UK footwear chain Hotter Shoes has reportedly gone ahead with plans to file a company voluntary arrangement (CVA) proposal to creditors and shareholders seeking approval to close 46 stores as it deals with the impact of the coronavirus pandemic. The plan would leave the company, owned by Electra Private Equity, with 15 stores in a move designed to turn Hotter into a smaller and more resilient business.

Electra previously had announced that Hotter intended to restructure via a CVA that would leave it with 15 stores and could lead to a number of redundancies. A CVA enables an insolvent company to seek an agreement with its creditors. But, the arrangement has to be approved by creditors holding at least 75 percent of the value of the debt.

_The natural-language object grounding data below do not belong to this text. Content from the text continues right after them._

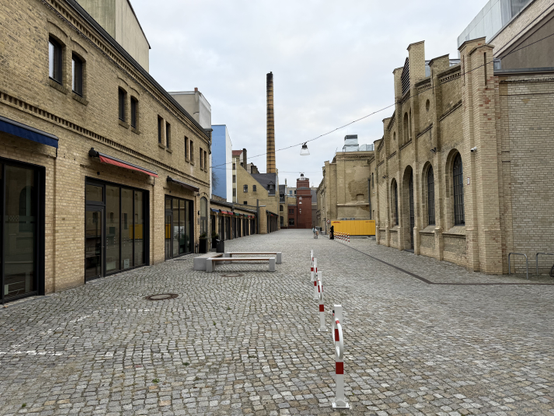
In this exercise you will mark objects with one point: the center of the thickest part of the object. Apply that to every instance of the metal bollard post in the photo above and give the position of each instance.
(314, 279)
(321, 305)
(340, 400)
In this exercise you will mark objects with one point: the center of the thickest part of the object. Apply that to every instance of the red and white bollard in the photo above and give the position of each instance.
(340, 400)
(314, 279)
(321, 305)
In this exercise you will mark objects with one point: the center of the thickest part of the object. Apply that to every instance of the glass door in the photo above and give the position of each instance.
(93, 243)
(19, 228)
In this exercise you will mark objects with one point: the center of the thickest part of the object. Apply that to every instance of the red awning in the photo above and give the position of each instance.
(183, 184)
(118, 162)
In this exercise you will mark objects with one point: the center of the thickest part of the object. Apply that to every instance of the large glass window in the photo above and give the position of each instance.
(431, 196)
(394, 197)
(77, 75)
(179, 237)
(203, 215)
(19, 231)
(134, 112)
(458, 185)
(55, 60)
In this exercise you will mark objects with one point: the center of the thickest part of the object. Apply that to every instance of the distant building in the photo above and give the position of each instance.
(118, 18)
(196, 105)
(344, 191)
(222, 169)
(300, 214)
(102, 169)
(519, 31)
(258, 191)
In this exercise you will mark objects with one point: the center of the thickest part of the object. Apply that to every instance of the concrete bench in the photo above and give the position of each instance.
(277, 255)
(200, 261)
(212, 261)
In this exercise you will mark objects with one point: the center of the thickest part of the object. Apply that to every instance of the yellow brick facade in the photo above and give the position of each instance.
(29, 96)
(499, 125)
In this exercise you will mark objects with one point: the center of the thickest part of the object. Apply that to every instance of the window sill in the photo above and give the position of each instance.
(56, 85)
(458, 230)
(79, 98)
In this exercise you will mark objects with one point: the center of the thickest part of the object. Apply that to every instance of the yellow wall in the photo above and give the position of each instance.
(355, 227)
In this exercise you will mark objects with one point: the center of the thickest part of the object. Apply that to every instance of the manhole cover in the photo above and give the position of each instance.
(162, 296)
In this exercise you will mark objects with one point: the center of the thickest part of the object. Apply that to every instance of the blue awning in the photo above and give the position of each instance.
(27, 132)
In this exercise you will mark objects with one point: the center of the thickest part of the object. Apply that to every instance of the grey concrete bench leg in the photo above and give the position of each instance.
(199, 263)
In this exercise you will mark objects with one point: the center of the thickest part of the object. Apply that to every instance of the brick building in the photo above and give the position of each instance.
(344, 191)
(300, 212)
(102, 170)
(464, 169)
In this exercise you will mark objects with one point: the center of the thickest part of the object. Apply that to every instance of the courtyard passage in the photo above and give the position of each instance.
(422, 337)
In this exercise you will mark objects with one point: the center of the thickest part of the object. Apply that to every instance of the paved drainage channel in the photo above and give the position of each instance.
(162, 296)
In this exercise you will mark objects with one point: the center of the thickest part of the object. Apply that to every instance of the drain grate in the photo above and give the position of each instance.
(162, 296)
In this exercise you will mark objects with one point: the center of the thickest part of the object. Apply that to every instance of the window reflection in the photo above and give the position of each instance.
(20, 222)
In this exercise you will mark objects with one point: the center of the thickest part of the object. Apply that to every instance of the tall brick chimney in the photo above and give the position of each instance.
(270, 158)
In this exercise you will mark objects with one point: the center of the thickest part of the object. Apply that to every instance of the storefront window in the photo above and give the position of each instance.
(19, 231)
(178, 227)
(116, 231)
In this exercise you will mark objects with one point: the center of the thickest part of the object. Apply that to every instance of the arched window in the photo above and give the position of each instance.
(430, 196)
(458, 184)
(394, 205)
(406, 129)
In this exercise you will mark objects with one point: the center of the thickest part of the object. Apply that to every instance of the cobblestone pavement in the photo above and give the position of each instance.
(244, 341)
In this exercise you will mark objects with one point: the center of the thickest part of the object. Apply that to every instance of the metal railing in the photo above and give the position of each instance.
(526, 261)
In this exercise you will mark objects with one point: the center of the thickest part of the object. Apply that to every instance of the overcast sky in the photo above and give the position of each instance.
(332, 63)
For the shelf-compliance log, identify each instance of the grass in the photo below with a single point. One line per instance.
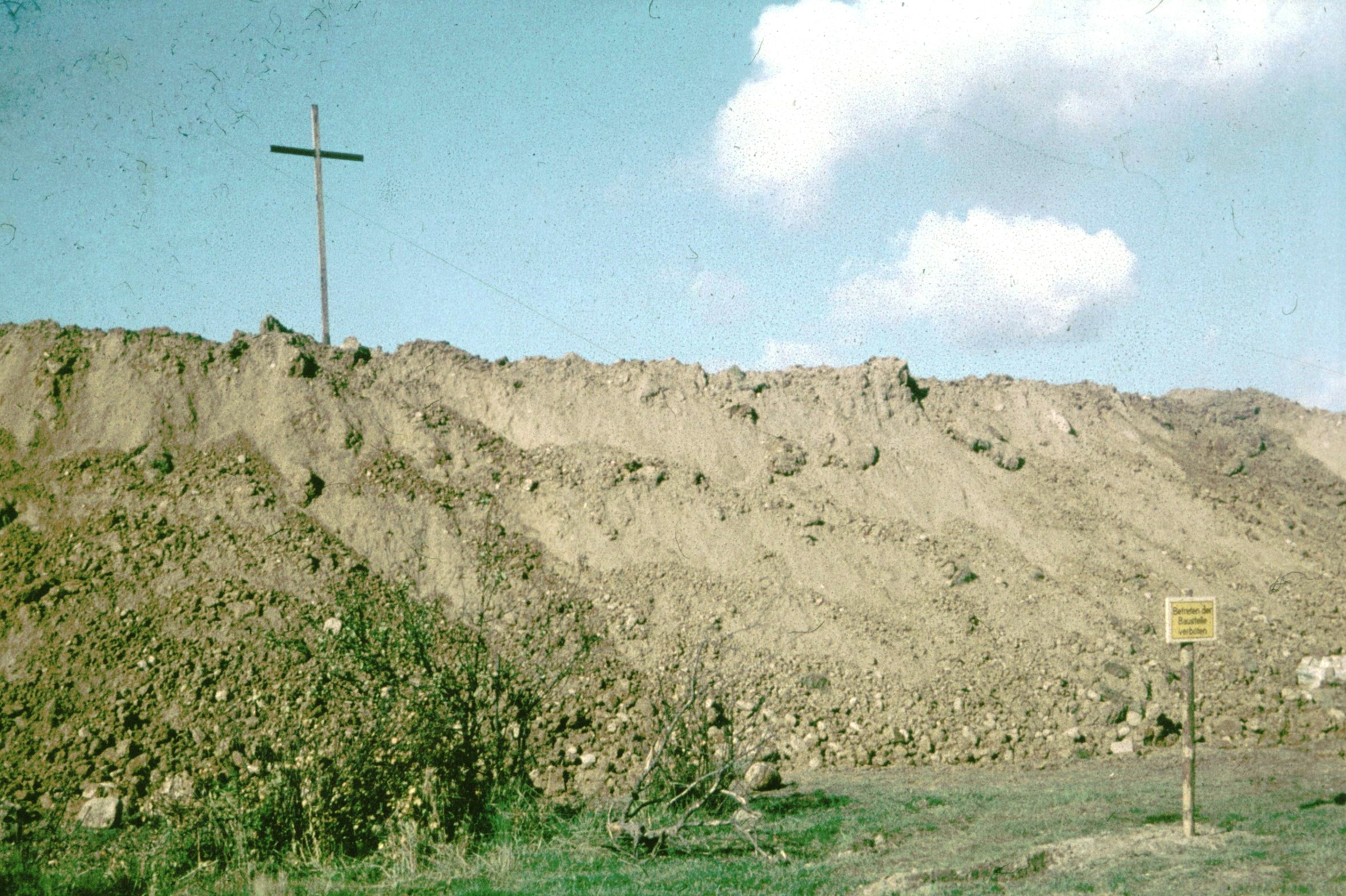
(1270, 822)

Electra added that during the UK lockdown Hotter has continued to trade strongly online, “generating the cash necessary to ensure short-term survival”. 

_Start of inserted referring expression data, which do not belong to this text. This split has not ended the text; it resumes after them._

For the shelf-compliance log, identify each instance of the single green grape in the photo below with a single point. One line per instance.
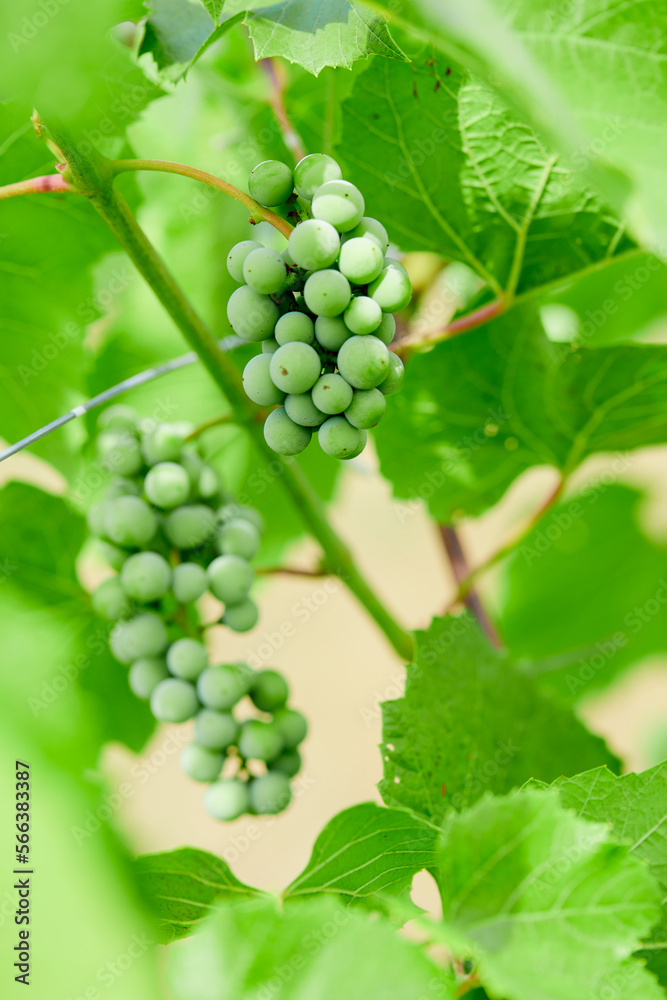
(252, 315)
(174, 700)
(236, 258)
(340, 439)
(394, 379)
(270, 183)
(363, 362)
(269, 690)
(146, 576)
(367, 408)
(314, 244)
(363, 315)
(295, 326)
(230, 578)
(145, 675)
(339, 203)
(391, 290)
(327, 293)
(312, 171)
(145, 635)
(238, 537)
(129, 521)
(241, 617)
(332, 394)
(227, 799)
(110, 600)
(301, 409)
(221, 687)
(283, 435)
(201, 764)
(264, 271)
(258, 383)
(270, 793)
(190, 526)
(215, 730)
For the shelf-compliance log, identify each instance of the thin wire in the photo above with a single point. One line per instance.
(226, 344)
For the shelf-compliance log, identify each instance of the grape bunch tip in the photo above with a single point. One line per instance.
(322, 310)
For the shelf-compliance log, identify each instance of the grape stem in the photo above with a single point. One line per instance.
(93, 176)
(257, 212)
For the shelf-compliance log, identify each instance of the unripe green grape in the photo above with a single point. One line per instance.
(363, 362)
(394, 379)
(201, 764)
(167, 484)
(129, 521)
(146, 576)
(227, 799)
(331, 332)
(174, 700)
(238, 537)
(312, 171)
(340, 439)
(230, 578)
(145, 675)
(340, 203)
(301, 409)
(264, 271)
(371, 230)
(270, 793)
(295, 326)
(260, 740)
(188, 582)
(363, 315)
(295, 367)
(110, 600)
(283, 435)
(241, 617)
(215, 730)
(258, 383)
(327, 293)
(145, 635)
(360, 260)
(237, 255)
(119, 450)
(221, 687)
(251, 314)
(270, 183)
(269, 690)
(190, 526)
(187, 658)
(288, 763)
(332, 394)
(366, 409)
(314, 244)
(391, 290)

Hotter believes that the CVA  is necessary “to avoid the likelihood of Hotter going into administration”, the British equivalent of an insolvency procedure, as a result of tougher retail conditions caused by the Covid-19 pandemic, Drapers reported, citing the firm’s chief executive Ian Watson

The proposal, if approved, will also result in the change of terms of rental payments on the chain’s remaining stores. Creditors are expected to vote on the proposal by July 28 and a virtual shareholders meeting will be held on July 29. If approved, the expected completion date of the CVA is March 1, 2021.

“The proposed CVA will enable us to continue with our strategy and will prevent further store closures and job losses in the long term,” Watson said in the interview. Electra pointed out that before the pandemic, Hotter was making good progress to accelerate the implementation of a digitisation strategy and the strategy has to be intensified following the lockdown introduced in the U.K. to fight the virus.

In a statement on its website, Electra said that Covid-19 disruption presents Hotter “with many challenges” including the availability of raw materials, primarily from India, for autumn/winter production. However, it warned that the biggest continuing threats are costs and working capital needs of operating its retail estate with uncertain returns after cash reserves were eroded during the lockdown.